If ways can be found to better harness the innovation and speed-of-movement of small and medium-size enterprises (SMEs), the benefits to UK defense will be considerable. Last week’s report by former defense procurement minister Philip Dunne is the latest in a long line of studies to highlight the importance of making it easier for SMEs to sell their technologies into Britain’s defense supply chain.

Within defense, there is perhaps no area where this is more important than in cyber: much of the digital environment that constitutes both the operating domain and the threat surface is built, owned, managed and inhabited by private-sector SMEs. Yet over the years the cyberdefense industry appears to have grown in two parallel strands that often appear to be diverging.

One is made up of firms that have been involved in supplying computer-security and information-assurance products and services since the dawn of the personal-computer era, and whose expertise has mostly been gained supplying products oriented toward commercial and private-sector customers. The other is the domain of – usually – larger firms, experienced in delivering defense and security solutions to militaries and government departments.

For SMEs, bridging that gap often means being bought by a prime, which may continue to operate the acquired entity’s products and services as a distinct and separate brand. After Raytheon acquired the long-established Austin, Texas-based Websense in 2015, for example, rather than offering Websense’s products under the Raytheon brand, it established a commercial cybersecurity division called Forcepoint.
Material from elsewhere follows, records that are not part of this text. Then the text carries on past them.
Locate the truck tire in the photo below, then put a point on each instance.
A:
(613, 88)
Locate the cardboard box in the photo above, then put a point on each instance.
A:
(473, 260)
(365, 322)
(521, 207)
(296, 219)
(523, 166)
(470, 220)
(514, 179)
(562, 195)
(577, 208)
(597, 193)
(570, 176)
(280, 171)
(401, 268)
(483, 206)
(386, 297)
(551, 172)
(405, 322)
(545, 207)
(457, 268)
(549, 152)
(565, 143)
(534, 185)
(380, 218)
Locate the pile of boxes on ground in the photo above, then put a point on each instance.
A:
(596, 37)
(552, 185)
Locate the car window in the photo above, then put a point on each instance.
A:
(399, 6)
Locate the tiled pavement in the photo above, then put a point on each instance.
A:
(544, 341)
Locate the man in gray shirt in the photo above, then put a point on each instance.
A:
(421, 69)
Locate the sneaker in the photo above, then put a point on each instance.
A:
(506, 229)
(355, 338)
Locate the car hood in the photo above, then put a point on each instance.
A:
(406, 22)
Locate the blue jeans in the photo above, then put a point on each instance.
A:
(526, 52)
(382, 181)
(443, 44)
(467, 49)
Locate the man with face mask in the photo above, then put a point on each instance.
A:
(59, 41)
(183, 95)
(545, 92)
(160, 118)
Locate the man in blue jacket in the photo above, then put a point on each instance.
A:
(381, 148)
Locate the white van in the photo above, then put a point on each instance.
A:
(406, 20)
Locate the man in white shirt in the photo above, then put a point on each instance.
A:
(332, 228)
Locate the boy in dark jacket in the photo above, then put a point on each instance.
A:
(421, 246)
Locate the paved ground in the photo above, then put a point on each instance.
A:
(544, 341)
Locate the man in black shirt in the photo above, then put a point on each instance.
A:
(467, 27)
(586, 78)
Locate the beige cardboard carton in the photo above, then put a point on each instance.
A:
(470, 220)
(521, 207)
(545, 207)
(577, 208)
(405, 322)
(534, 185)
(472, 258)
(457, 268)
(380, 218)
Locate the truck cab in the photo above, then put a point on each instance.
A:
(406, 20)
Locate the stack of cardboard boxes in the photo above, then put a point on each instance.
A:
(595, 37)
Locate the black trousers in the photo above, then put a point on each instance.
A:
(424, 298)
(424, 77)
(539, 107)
“Raytheon International Inc. is working hard and in tandem with our Forcepoint people to ensure that we’re trying to blur that line between the commercial and government markets,” says RII president Chris Davis. “Raytheon International has a broad suite of relationships with our government end-users, and we see a lot of synergy in being able to use those relationships and connections and trust to help blur the line between the commercial cyber and the government markets, and to bring the Forcepoint capabilities into markets where other companies haven’t been able to do it.”

“Probably the biggest reason why you’d partner with a prime is because it’s just not feasible to do it [sell to defense] on your own,” says Jack Chapman, founder and chief technology officer of Cybershield, which helps businesses identify and neutralize the potential harm from phishing emails – the primary means by which cyberattacks successfully penetrate secure networks.

“It’s similar with [the UK] government,” Chapman continues. “There’s 12-plus platforms to go through, and the time it takes for a start-up to get onto and sell to each different platform is staggering at the moment. The other difficulty of selling in to defense is the long tender times. Some of them are a year and a half, two years or more – and there’s still no guarantees. That hurts the start-up.”

Companies like Cybershield, then, face a difficult choice. Supplying to government and defense effectively means partnering with a prime, which carries real risk; but if they choose to stay independent, they will find it very difficult to sell into a large market that has a clear and urgent need for their solution.

“[Partnering with a prime] is not a quick process at all,” Chapman says. “A lot of start-ups think, ‘We need to move really quickly,’ and obviously we do – we need to get those revenue streams in. However, building trust with primes is how you protect yourself: no matter what you do technically, if they want to copy your product, they can, and building that trust takes time.”

Cybershield was one of nine companies selected to be part of the second intake of the Cyber Accelerator program, run by Wayra UK with GCHQ and the National Cyber Security Center (NCSC). The Accelerator awarded each firm £25,000 in funding, mentoring from GCHQ and NCSC experts, and office space near to GCHQ in Cheltenham. Cybershield has also received help and support from other similar programs, and Chapman says the Accelerator has clearly hit the right notes from the SME perspective. His company’s experience suggests that its model may be one the rest of the defense sector could learn from.

“This program did a lot of things right,” Chapman says. “Some initial conversations with people in defense and aerospace we’ve basically been able to have by being on the Accelerator and the opportunities it’s offered. There was a lot of personalization: they put is in touch with loads of experts in our field from GCHQ and the NCSC, and that enabled us to change our offering to maximize its potential.”